DESIREE LABELLA: He does have a traumatic brain injury.
WILSON: Desiree LaBella is Donavan’s mother. She says her son, now 27, has a drastically altered life because he was shot in the head.
LABELLA: His ability to reason and impulse control are still impaired.
WILSON: LaBella says her son is now homeless.
LABELLA: Couch-hopping for the past few months and currently living in a tent.
WILSON: LaBella's attorneys say he suffered permanent brain damage. The family plans to sue. James Healy is one of LaBella's attorneys. He says federal prosecutors have told him they've opened a criminal investigation.
JAMES HEALY: They want to interview Donavan, but Donavan's not really in a position to be giving statements at the moment.

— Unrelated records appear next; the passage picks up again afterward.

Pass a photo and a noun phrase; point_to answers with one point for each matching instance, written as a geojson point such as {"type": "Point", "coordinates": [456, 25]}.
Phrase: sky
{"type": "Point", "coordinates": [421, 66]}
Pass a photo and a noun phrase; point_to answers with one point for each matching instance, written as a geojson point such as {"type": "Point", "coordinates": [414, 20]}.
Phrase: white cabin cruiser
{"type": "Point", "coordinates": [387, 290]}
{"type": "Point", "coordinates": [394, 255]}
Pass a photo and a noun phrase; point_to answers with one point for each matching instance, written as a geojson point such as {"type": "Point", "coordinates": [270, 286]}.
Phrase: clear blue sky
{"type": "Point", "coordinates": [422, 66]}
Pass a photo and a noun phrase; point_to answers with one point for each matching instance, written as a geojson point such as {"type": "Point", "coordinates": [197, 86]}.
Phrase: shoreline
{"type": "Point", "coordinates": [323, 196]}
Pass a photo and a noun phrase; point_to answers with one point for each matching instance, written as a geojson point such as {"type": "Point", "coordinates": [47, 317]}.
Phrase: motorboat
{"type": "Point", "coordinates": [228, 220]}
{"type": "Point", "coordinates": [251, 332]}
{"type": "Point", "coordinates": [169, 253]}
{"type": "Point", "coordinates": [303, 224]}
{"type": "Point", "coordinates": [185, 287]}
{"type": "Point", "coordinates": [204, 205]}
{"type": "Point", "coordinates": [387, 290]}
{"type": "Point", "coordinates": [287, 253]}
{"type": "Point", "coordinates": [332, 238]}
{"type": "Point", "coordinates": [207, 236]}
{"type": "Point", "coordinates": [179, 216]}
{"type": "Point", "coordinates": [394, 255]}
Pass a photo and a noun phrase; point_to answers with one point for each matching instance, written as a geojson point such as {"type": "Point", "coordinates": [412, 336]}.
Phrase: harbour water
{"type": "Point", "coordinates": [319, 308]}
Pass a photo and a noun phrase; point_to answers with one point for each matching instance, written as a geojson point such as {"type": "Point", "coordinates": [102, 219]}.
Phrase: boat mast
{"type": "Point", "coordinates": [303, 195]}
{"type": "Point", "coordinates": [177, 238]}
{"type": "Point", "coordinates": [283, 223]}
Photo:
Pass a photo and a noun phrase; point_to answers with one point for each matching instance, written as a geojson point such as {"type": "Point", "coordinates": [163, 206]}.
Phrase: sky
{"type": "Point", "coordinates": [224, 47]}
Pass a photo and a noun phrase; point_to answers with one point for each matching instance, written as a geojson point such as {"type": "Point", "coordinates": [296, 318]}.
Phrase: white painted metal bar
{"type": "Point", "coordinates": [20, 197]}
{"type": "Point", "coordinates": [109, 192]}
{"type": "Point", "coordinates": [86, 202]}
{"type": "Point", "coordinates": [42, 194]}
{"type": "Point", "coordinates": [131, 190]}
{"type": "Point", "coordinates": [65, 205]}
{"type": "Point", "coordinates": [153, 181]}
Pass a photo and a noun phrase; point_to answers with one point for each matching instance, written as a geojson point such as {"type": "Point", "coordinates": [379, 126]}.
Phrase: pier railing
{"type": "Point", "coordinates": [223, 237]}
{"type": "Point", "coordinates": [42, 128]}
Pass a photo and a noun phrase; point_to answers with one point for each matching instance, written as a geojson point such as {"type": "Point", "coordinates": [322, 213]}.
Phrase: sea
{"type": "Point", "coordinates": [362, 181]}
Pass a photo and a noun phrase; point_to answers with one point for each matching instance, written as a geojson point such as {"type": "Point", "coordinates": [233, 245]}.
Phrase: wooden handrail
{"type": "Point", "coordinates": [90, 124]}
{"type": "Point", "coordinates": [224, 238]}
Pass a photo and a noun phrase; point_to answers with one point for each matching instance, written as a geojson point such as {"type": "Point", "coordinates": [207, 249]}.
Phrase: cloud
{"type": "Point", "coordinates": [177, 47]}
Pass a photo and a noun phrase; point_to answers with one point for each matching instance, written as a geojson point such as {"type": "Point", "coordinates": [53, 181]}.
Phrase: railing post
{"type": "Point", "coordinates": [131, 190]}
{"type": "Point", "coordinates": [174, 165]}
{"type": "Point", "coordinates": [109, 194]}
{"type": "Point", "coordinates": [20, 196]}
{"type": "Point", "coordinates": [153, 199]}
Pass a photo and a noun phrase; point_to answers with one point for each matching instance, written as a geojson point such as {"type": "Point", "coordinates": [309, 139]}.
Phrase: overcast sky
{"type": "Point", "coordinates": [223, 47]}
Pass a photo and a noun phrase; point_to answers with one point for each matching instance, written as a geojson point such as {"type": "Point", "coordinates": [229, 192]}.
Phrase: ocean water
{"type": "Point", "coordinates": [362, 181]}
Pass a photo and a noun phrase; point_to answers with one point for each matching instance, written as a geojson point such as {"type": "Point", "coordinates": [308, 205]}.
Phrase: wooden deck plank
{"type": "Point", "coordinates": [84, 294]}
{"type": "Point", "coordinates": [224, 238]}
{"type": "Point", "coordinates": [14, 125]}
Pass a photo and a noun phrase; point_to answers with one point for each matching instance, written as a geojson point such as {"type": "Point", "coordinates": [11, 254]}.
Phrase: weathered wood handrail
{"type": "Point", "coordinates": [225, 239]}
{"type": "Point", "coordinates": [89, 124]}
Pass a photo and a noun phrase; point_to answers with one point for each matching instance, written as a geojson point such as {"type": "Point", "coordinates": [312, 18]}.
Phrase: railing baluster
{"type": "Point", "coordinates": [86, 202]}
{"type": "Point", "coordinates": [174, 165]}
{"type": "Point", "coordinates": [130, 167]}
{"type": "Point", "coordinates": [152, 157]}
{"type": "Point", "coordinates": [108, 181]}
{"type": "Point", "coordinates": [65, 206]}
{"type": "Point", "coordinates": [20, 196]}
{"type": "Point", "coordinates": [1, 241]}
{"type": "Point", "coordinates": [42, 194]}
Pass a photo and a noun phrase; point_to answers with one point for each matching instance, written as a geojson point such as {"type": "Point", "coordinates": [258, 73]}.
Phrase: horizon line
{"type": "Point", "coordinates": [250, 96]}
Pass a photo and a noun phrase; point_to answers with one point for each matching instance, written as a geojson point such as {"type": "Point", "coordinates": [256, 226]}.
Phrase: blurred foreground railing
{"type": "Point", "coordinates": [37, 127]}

WILSON: For the last year, the Justice Department's Office of Inspector General has been investigating use of force during Portland's protests. The agency declined to comment for this story. Two weeks after LaBella was hurt, Erika Clark says she was peacefully protesting when she was shot in the hand by ammunition and later pushed by two federal officers while she said she was complying with their directions.
ERIKA CLARK: And I turned, and a third officer comes up and he rips off my mask and he rips off my goggles.
WILSON: Then, Clark says, the officer sprayed her in the face and mouth with mace.
CLARK: And I remember just being livid and being like, protect and serve who? Who?
WILSON: In court filings, government attorneys have pushed back against releasing the names of federal officers deployed to Portland over concerns about their privacy and safety, which has made it hard for civil rights lawyers to take the most basic legal steps, like naming officers in lawsuits.
ERIOUS JOHNSON: Why can't you set the example and be accountable? Why are you forcing individuals to search for accountability?
WILSON: Erious Johnson is an attorney who represents other protesters who were seriously hurt by tear gas canisters fired by federal officers. He says withholding the officers' names is a delay tactic and that authorities overreached.
JOHNSON: Our government came in and did this to its people. If we just forget about it, it will happen again.
RENN CANNON: Clearly, there was a duty to respond.
WILSON: Renn Cannon was the head of the FBI's Portland office during the protests. He retired in January and describes last summer as chaotic and violent, with federal law enforcement officers reporting hundreds of injuries, too.
CANNON: And whether or not there were mistakes made by individuals or there was an overstepping of authorities is something that we're sorting out now.
WILSON: None of the dozen-plus lawsuits filed against federal law enforcement have led to any long-term changes that would prevent a similar response in the future. Desiree LaBella, whose son Donavan was shot in the head, says what it comes down to is an armed person shot an unarmed person.
LABELLA: If they're not held accountable, then they're in the future going to think that they're not going to have to be held accountable for their actions.
WILSON: LaBella says closure would mean the officer who hurt her son going to jail.
For NPR news, I'm Conrad Wilson in Portland.